Talking about suicide: it's okay to ASK

10 September marks World Suicide Prevention Day and, this year, the call is to ‘start the conversation’. Here, we outline the ASK method as a way of starting the conversation.

Please note: this blog discusses suicide, the tips are not a substitute for professional mental health advice. If you or someone you know is in crisis, please seek immediate help from a mental health professional or emergency services.

That may feel challenging, but by starting a conversation with someone, you’re giving them the chance to express how they feel and get the help they need.

First, let’s dispel the myth that by asking about suicide you are putting ideas in the person’s head. Mental health trainer Julie Castleman says: “There is no evidence that talking confidently and with knowledge, about suicide increases a person’s intent.  Evidence suggests that if we ask the person about suicide, and signpost them to sources of support, it can be a relief, giving them the opportunity to share how they are feeling and find the help that they need to stay safe”

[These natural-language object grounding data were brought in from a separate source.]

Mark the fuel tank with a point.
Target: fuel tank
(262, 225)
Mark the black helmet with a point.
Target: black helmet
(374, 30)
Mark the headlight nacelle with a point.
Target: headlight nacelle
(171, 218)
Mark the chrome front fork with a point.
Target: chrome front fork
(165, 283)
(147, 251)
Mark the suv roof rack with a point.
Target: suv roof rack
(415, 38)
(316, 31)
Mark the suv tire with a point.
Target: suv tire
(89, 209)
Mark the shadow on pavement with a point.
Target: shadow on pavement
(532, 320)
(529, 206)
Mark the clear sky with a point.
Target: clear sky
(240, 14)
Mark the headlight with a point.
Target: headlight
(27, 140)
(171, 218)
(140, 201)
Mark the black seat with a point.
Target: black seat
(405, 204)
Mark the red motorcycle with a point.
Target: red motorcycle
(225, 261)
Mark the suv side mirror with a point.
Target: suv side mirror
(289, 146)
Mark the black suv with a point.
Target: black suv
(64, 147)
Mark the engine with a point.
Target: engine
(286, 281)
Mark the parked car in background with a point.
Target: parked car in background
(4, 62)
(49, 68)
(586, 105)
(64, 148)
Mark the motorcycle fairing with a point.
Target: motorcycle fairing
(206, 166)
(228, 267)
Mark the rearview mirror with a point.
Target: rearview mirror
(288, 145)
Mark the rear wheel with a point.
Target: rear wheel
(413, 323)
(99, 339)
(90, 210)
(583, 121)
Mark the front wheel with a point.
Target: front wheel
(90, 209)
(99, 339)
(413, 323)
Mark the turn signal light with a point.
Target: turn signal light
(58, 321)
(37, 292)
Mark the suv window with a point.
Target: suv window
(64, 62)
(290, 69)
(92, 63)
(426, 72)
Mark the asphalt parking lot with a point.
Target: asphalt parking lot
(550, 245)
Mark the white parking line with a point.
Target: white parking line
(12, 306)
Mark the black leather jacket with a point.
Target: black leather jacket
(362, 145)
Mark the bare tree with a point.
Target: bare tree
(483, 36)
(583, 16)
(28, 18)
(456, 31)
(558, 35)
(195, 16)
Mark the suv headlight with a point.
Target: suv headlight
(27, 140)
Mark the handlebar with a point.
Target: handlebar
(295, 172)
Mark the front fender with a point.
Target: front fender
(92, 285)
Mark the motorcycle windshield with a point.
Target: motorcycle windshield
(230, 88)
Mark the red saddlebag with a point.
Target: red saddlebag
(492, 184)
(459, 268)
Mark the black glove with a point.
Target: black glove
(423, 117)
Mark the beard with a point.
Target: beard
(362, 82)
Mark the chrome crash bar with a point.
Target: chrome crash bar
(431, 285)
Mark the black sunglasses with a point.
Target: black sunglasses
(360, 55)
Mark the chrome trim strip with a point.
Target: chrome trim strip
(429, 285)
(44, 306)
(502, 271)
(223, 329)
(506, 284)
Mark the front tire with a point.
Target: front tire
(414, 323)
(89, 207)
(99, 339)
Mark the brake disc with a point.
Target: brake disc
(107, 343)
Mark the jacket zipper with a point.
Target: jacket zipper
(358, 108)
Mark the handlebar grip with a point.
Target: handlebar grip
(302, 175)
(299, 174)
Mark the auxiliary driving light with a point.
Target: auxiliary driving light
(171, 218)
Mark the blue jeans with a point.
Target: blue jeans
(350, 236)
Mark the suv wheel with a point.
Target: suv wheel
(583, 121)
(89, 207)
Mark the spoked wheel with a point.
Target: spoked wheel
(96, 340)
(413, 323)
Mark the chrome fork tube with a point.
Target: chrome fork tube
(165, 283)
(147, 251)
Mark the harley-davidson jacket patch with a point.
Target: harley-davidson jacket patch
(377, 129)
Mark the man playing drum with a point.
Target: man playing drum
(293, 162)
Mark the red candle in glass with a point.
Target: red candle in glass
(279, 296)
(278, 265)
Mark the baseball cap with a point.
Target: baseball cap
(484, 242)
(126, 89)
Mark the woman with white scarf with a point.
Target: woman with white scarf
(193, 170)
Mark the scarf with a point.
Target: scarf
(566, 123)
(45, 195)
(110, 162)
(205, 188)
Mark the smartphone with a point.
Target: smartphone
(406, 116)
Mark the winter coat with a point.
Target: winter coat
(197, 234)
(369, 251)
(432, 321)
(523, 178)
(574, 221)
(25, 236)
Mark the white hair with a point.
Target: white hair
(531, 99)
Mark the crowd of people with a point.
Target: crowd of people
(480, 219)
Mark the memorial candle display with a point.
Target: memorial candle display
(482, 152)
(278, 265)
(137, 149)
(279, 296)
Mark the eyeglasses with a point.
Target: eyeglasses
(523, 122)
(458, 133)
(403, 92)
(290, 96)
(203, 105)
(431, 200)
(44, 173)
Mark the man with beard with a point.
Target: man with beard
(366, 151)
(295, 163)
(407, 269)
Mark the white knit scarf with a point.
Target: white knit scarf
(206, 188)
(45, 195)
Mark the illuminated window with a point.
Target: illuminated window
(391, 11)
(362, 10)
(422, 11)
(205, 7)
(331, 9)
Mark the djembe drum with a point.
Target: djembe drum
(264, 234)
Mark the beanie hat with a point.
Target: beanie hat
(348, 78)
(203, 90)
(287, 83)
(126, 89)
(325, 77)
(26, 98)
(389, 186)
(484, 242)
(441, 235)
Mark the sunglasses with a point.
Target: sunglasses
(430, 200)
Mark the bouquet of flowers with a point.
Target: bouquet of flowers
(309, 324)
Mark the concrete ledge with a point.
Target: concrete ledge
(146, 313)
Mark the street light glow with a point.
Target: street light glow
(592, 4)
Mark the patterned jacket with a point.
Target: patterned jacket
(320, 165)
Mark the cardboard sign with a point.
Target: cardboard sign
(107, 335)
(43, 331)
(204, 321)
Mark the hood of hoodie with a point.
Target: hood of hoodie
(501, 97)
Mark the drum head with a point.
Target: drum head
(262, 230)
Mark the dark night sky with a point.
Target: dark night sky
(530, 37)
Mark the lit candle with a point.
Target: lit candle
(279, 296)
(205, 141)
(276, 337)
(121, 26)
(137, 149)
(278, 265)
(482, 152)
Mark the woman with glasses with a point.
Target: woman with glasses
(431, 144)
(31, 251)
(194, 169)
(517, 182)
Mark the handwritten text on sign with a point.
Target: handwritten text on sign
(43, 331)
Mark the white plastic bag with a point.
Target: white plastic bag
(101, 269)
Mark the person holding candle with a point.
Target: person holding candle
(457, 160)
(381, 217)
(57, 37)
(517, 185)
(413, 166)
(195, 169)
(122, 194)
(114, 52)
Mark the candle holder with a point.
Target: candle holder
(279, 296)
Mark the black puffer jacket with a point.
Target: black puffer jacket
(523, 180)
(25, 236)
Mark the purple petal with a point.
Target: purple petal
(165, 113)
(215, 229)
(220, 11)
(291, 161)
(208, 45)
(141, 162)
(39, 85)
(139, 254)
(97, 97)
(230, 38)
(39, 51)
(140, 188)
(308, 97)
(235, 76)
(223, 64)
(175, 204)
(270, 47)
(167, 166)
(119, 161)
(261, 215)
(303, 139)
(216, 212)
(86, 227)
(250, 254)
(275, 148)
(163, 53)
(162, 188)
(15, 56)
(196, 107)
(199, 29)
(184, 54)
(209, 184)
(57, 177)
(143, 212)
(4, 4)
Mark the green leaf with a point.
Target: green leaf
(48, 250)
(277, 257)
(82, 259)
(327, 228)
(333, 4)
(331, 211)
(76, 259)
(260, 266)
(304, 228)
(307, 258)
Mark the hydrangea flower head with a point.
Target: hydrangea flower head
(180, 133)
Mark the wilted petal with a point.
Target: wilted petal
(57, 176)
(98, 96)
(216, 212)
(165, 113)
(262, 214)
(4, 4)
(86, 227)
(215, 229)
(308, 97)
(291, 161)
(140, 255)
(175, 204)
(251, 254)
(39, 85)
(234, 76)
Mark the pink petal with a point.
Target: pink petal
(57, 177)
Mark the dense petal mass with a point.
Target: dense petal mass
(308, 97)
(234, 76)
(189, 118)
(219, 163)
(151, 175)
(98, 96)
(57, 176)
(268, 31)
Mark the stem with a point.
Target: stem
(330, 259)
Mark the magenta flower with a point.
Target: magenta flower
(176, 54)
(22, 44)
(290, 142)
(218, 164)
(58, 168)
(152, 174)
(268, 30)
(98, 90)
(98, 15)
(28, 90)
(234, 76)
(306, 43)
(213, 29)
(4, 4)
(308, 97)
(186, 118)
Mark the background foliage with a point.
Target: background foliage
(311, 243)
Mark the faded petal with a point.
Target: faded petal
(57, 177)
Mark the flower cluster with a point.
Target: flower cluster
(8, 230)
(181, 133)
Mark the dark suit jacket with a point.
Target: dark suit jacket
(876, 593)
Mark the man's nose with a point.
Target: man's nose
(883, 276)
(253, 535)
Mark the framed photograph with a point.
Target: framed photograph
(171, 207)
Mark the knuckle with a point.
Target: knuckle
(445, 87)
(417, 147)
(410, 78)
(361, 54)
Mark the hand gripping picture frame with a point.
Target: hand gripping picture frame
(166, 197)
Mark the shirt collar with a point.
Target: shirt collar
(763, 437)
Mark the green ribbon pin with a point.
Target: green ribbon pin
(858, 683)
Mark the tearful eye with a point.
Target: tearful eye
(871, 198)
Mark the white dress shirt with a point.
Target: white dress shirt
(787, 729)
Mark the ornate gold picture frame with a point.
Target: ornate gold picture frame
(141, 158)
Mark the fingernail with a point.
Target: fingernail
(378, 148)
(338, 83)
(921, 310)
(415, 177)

We asked Julie for some simple tips on how you can open up a conversation with someone who you are concerned may be having suicidal thoughts.

 

Ask directly

Start by showing the person you’ve noticed something different about them, for example that they’ve seemed withdrawn or are expressing feelings of worthlessness. (It’s worth remembering, however, that it isn’t always possible to tell that a person is contemplating suicide.) Ask them how they are and, if they say, “I’m fine”, ask again. Keep the lines of conversation open with them and check in more than once.

Don’t be afraid to ask a direct question about thoughts of suicide, for example: “I’ve noticed that you’re feeling down, and I’ve heard you say that you don’t want to be around. Are you thinking about suicide?”

Avoid questions that belittle or challenge what they may be feeling, for example: “I hope you’re not thinking of doing something silly or stupid?”

 

Seek more information

Asking more questions will help to demonstrate empathy , showing that you care about the person, for example: “How long have you felt like this?” and “Have you talked to anyone about how you’re feeling?”

Be aware that it’s generally not true that people who are thinking about suicide want to die; what they want is for the difficult feelings that they’re experiencing to stop or the situation they are in to change.

 

Know what to do next

Know what help and resources are available and help the person access the most suitable ones:

  • Their GP, call 111 or, in a crisis, call 999
  • SHOUT: text SHOUT to 85258, a 24/7 text service for anyone in crisis
  • Samaritans: call 116 123, email jo@samaritans.org, online Samaritans.org

Resources that support you are just as valuable, both to help you have the conversation and for your own self-care. Talking about suicide isn’t easy and may bring up difficult feelings in you as well.